For now the feature is disabled, because it breaks a few legitimate mods (although most of them have been patched by now).
You can explicitly enable it by setting secure.enable_security = true in your minetest.conf.
What does this mean for me, the user?
As long as you update all of your mods you shouldn't have any issues. However if you're using some mods (notably IRC) you'll have to list them as trusted. Mods are trusted if they are listed in the secure.trusted_mods setting (see minetest.conf.example). Mods might not be updated in the mod store, so you might have to download the latest version from Git or the mod's download page.
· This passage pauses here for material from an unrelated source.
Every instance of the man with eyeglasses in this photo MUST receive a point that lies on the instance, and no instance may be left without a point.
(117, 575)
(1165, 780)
Mods that have to be updated to support security:
- IRC done. Must be listed as trusted.
- WorldEdit done.
- DataStorage done.
- player_textures done but not merged (PR)
I'm a modder, will my mods break?
Probably not. I tried very hard to minimize the amount of breakage that this causes. But the following things shouldn't work:
- Using some insecure functions like require(), os.execute(), or debug.getlocal().
- Running compiled Lua bytecode.
- Reading/writing to anywhere outside the world directory or your mod directory.
- Reading/writing to anywhere in your mod directory after the init stage. (this is a limitation of the way that minetest implements mods. A workaround is to open all files that you will need at startup and use the file descriptors later. Note that you should never write in your mod directory though, only read; the mod directory is not always writable. Use the world directory if you have to save something)
- Setting any setting with a name starting with "secure."
If you need to do one of these things you can use minetest.request_insecure_environment() (see lua_api.txt for details) to access functions that are normally inaccessible or unusable for mods. If you use this your mod will have to be listed as trusted though.